Après l’assaut, la difficile indemnisation à Dammartin et porte de Vincennes

Faute d’aide rapide de l’Etat, un appel aux dons a été lancé à Dammartin-en-Goële pour permettre de sauver l’imprimerie où ont été abattus les frères Kouachi.

Trois semaines après l’assaut, le calme est revenu à Dammartin-en-Goële (Seine-et-Marne) et à la porte de Vincennes, à Paris. Le GIGN et le Raid sont repartis, mais des impacts de balles et des débris témoignent encore de leur passage. Ni l’imprimerie CTD ni l’Hyper Cacher n’ont encore rouvert leurs portes. Les locaux ont été dévastés et des travaux s’imposent. Qui les paiera ? C’est la question qui fâche, dans une pagaille administrative qui s’ajoute au traumatisme.

Que prévoient les textes ?

Les préjudices liés à l’activité des forces de l’ordre relèvent du ministère de la Justice, et plus précisément de son « bureau du statut et de la déontologie », selon le site du JDD. Pour que les indemnisations soient versées, le ministère doit toutefois disposer des procès-verbaux des enquêteurs, nécessaires pour identifier quels dommages ont été causés par le Raid ou le GIGN. Cela peut prendre des mois, car les PV sont couverts par le secret de l’instruction.

Et les assurances ? La loi du 9 septembre 1986 prévoit une couverture obligatoire des sinistres liés au terrorisme dans les contrats d’assurances habitation. Avec une précision : les dégradations doivent avoir été causées par les balles des terroristes et non par les forces de l’ordre. Or, à Dammartin comme à Paris, ce sont surtout les troupes d’élite qui ont tiré vers l’intérieur des bâtiments.

Comment les sinistrés font-ils face ?

En mars 2012, après l’intervention du Raid dans l’immeuble de Mohammed Merah à Toulouse, ses voisins ont découvert les dégâts de l’assaut. L’appartement de Florence, qui a servi de QG aux forces de l’ordre, a été inondé, après que les échanges de tirs ont fait exploser le radiateur du tueur. La résidente a présenté une facture de 1 200 euros à son assureur, qui a d’abord refusé de l’indemniser.

Réunis en collectif, les habitants ont obtenu, plus de quatre mois après l’assaut, un accord entre la Fédération française des sociétés d’assurances et le ministère de la Justice. Les assureurs se sont engagés à avancer les frais et à se faire rembourser par le gouvernement. « Certains ont reçu de l’argent très vite, raconte Florence à francetv info. Pour ma part, mon assurance n’a rien voulu entendre et cela ne s’est débloqué qu’en septembre 2013, grâce à mon avocat. Il a aussi fallu l’intervention d’un avocat, l’été dernier, pour faire réparer les fissures causées par les grenades.
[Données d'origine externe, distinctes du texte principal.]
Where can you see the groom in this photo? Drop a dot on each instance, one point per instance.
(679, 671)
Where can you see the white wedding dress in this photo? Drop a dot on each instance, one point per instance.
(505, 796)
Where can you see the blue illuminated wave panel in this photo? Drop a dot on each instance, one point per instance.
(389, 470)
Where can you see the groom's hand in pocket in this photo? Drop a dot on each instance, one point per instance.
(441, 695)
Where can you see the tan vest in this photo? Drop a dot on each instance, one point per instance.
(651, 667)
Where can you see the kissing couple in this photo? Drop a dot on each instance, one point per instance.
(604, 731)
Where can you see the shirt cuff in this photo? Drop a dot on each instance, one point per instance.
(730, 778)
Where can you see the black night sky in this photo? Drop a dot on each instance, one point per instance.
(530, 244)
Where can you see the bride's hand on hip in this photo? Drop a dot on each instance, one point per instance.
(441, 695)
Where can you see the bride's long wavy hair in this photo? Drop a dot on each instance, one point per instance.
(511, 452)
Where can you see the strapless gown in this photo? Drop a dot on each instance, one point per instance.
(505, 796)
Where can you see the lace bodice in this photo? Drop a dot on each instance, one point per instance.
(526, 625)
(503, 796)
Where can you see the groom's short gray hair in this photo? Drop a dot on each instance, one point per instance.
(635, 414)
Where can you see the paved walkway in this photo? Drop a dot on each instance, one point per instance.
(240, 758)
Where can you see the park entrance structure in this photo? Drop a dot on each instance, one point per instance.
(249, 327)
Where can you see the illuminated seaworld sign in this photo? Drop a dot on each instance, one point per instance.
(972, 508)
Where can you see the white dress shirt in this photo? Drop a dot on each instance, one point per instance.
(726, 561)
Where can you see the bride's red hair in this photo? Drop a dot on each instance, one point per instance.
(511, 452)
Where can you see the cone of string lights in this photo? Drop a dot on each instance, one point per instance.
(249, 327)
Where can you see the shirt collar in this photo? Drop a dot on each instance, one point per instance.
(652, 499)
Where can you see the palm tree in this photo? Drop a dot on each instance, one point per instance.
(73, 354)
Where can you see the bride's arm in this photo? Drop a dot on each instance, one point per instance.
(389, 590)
Nous nous sommes sentis seuls face aux assureurs, sans interlocuteur de l’Etat. »

A Dammartin-en-Goële, les salariés de l’imprimerie où s’étaient retranchés les frères Kouachi n’ont pas encore réintégré les locaux. Les ministères de Bercy se renvoient la patate chaude, rapporte le site de La Croix, et le ministère de la Justice, contacté par francetv info, reste silencieux sur la question de l’indemnisation. Même silence pour le dossier de l’Hyper Cacher de la porte de Vincennes.

Comment la solidarité s’organise-t-elle ?

Si les six machines de l’imprimerie CTD, hors d’usage depuis l’assaut, sont à l’arrêt, les factures et charges diverses continuent à tomber dans la boîte aux lettres de la société. Pour éviter une faillite et permettre une reprise rapide de l’activité, l’Union des commerçants de Dammartin a lancé une cagnotte en ligne, qui a déjà permis de collecter plus de 83 000 euros (soit le prix d’une machine), versés par plus de 2 000 participants. La région Île-de-France, comme d’autres collectivités locales, est entrée dans la ronde, jeudi, et a promis 50 000 euros d’aide.

Indignées par le mutisme de l’Etat, qui avait réagi en 24 heures dans le cas de Charlie Hebdo, plus de 25 000 personnes ont signé une pétition en ligneréclamant une aide pour CTD. Dans le cas de l’Hyper Cacher de la porte de Vincennes, à défaut de campagne publique de solidarité, un responsable de l’enseigne indique à francetv info que « des travaux sont en cours pour pouvoir rouvrir », sans vouloir en dire plus sur l’origine des fonds.